Only Hapag Lloyd Cruises and TUI Cruises are keeping up a little in using SCR catalysts or on-shore power while in port on their new vessels. But a particulate filter to reduce the harmful soot particles is not installed on these ships either.
NABU CEO Leif Miller: “It is scandalous that in 2018 there are still ships coming into the market which are built to use heavy fuel oil as fuel. In all major port cities in Europe, people are suffering from the highly polluted air due to the growing cruise industry. But the ship owners are not taking their responsibility. With friendly words, you will not get any changes, so port cities and coastal communities are now asked to ban dirty ships like Norway is doing it for some of their Fjords to protect the people and the environment.” Only in doing this the risks for citizens and the sensitive eco-systems can be reduced.

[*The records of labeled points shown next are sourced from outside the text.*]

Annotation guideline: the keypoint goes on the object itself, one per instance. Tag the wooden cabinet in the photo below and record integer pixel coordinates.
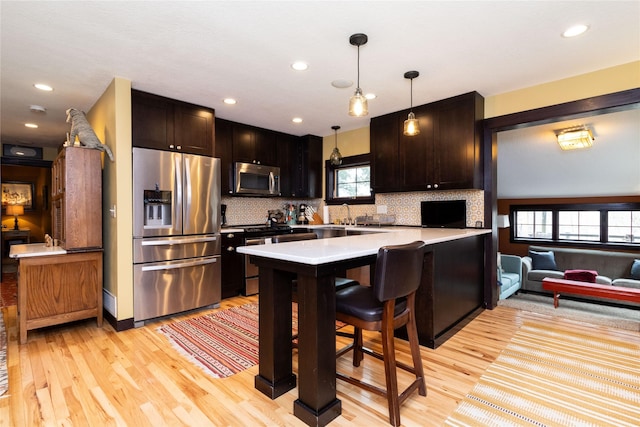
(77, 198)
(254, 145)
(385, 158)
(55, 289)
(224, 151)
(166, 124)
(286, 148)
(306, 167)
(232, 265)
(457, 135)
(444, 156)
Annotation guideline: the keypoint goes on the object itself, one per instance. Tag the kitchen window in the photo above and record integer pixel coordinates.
(610, 224)
(349, 182)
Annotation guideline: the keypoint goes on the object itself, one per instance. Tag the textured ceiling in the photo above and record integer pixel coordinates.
(202, 52)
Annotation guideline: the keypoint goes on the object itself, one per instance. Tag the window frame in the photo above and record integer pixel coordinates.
(603, 208)
(347, 162)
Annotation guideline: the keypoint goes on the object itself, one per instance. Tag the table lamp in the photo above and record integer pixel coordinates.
(15, 210)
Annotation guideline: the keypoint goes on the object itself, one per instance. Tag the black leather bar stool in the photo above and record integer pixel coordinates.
(386, 306)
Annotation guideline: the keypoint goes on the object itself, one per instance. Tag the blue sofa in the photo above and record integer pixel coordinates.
(509, 275)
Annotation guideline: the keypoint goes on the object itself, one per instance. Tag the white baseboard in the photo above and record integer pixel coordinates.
(109, 302)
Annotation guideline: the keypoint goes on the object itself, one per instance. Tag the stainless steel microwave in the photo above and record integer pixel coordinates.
(257, 180)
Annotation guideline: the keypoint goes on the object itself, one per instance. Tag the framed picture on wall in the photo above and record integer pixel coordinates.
(17, 193)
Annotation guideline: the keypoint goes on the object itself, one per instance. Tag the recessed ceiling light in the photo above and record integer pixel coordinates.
(299, 66)
(576, 30)
(342, 83)
(43, 86)
(37, 109)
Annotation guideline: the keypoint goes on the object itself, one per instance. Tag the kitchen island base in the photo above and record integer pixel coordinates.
(453, 283)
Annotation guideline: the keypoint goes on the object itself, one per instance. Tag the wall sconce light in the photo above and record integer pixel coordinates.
(503, 221)
(15, 210)
(411, 125)
(358, 103)
(336, 157)
(576, 137)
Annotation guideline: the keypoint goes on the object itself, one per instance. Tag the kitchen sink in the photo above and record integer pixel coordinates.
(328, 232)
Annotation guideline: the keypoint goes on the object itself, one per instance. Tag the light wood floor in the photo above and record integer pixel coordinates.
(84, 376)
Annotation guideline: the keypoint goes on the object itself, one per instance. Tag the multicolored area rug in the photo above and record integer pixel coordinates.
(556, 377)
(4, 377)
(222, 343)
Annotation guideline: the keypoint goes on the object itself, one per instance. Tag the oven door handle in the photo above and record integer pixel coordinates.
(179, 265)
(178, 241)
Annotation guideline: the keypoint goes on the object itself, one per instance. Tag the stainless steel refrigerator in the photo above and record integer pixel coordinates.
(176, 233)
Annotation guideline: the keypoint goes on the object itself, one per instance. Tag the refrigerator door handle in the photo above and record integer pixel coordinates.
(178, 241)
(177, 200)
(187, 188)
(179, 265)
(272, 182)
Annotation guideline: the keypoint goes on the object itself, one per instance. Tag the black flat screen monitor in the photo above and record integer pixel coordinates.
(444, 213)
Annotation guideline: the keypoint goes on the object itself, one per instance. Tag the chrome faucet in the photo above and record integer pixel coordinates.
(347, 220)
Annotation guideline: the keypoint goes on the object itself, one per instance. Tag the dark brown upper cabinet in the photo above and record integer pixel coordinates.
(444, 156)
(254, 145)
(166, 124)
(299, 158)
(224, 151)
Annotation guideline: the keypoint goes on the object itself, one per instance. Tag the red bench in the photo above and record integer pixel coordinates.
(591, 289)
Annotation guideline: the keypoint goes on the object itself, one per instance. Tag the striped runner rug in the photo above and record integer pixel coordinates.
(556, 377)
(4, 376)
(223, 343)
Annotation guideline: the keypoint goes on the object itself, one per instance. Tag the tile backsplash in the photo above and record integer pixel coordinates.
(405, 206)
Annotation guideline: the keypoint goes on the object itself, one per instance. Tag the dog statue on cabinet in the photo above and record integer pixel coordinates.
(81, 128)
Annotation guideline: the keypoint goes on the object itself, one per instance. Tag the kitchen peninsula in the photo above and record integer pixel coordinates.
(451, 290)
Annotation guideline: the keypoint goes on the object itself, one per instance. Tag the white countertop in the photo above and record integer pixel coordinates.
(321, 251)
(34, 249)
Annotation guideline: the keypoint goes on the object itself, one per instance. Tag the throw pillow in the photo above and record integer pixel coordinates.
(635, 269)
(543, 260)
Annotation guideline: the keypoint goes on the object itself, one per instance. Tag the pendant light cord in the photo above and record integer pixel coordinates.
(411, 109)
(358, 67)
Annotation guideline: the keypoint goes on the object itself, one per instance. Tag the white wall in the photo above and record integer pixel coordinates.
(531, 164)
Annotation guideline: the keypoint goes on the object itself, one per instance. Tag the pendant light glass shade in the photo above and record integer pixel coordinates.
(411, 125)
(358, 106)
(336, 158)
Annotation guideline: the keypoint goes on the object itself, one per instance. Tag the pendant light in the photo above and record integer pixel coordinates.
(358, 103)
(336, 157)
(411, 125)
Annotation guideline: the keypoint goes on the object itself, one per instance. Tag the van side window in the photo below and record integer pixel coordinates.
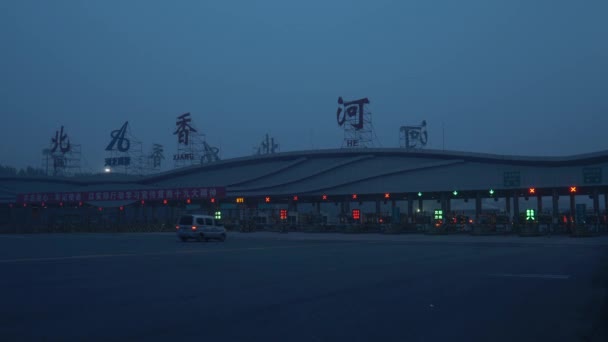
(185, 220)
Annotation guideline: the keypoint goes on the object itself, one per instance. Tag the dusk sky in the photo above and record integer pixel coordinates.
(507, 77)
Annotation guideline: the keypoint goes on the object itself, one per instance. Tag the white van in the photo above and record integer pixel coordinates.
(200, 228)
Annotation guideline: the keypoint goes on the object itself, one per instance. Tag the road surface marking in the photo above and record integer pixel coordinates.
(539, 276)
(178, 252)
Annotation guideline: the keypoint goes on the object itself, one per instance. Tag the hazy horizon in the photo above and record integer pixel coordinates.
(503, 77)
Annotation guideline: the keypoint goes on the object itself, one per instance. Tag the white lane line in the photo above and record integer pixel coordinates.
(538, 276)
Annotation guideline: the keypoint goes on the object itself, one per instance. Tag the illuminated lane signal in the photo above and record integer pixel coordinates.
(530, 215)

Dietmar Oeliger, Head of Transport at NABU headquarters: “For the first time, in 2018 a cruise ship with liquefied natural gas propulsion will set sail. The use of LNG reduces harmful air pollution significantly and residents of port cities and coastal areas will be allowed to breathe cleaner air. It is praiseworthy, that AIDA stepped forward and chose less polluting technologies for their new ships. Now the competitors are also asked to step up and to invest in clean new ships. Nonetheless, all companies also need to find solutions for cleaning the exhaust gases of their existing fleets as these ships are still the most pressing pollution sources.”

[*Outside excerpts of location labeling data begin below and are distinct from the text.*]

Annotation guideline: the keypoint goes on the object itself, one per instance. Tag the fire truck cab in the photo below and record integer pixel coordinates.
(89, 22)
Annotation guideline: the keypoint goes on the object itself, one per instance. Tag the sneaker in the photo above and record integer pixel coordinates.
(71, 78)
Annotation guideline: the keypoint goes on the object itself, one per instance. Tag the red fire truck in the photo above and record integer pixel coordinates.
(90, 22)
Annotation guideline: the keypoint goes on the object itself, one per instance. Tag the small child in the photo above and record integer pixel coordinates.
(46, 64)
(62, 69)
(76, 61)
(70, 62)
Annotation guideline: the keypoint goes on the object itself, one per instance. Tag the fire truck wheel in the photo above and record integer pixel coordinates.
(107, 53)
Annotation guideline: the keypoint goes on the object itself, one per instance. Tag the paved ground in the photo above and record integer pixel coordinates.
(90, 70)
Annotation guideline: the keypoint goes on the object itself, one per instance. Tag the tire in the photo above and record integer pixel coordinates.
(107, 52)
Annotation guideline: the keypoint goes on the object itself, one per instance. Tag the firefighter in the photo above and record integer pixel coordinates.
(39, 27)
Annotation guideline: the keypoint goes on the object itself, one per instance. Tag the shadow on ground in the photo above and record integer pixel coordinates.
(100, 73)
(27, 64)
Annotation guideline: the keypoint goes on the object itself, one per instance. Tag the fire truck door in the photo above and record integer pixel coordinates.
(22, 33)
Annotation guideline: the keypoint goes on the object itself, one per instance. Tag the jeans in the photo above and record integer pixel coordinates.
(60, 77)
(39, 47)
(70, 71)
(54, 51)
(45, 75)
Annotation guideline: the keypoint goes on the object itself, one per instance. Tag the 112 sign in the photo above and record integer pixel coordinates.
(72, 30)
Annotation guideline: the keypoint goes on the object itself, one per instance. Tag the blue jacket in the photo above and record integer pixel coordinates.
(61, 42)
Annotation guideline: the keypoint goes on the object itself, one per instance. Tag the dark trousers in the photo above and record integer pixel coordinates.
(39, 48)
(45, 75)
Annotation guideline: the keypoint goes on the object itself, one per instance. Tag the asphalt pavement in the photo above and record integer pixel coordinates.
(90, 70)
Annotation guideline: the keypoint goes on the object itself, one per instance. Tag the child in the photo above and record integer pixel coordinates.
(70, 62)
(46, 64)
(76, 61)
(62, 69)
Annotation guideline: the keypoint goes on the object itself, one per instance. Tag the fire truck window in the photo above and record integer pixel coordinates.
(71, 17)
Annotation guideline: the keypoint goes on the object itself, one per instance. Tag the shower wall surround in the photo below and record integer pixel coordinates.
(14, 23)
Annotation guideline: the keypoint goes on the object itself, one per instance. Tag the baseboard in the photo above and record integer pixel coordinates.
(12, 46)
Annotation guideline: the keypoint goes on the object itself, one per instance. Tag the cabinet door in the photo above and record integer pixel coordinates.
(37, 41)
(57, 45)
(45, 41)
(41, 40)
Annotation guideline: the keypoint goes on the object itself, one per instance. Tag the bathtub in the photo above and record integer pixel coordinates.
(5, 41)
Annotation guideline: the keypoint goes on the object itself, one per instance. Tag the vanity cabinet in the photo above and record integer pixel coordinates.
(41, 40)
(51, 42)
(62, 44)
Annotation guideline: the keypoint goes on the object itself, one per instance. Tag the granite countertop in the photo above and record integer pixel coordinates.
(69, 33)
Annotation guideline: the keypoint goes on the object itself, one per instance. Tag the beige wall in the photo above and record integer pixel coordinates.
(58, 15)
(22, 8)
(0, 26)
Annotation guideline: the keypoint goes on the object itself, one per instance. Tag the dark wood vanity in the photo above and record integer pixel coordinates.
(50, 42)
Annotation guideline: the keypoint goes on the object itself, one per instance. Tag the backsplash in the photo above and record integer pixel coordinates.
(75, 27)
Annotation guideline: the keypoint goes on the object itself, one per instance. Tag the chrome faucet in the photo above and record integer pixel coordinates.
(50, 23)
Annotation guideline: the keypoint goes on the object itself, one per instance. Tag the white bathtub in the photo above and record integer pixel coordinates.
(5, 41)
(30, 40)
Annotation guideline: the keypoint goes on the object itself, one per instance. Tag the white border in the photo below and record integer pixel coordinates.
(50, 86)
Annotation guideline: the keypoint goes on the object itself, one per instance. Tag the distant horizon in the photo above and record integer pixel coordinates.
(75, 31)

Furthermore, LNG is not the salvation for the shipping industry, as it is still a fossil fuel. The numbers arguing in favour of LNG are often inaccurate. “A recently published study of our umbrella organisation T&E shows that LNG brings no advantages regarding greenhouse gas reduction compared to diesel,” states Oeliger. Because of that, the industry is asked to develop propulsion systems which not only reduce air pollution but which are also CO2 neutral. Without a general shift in the shipping industry, the climate goals set under the Paris Agreement will not be accomplished.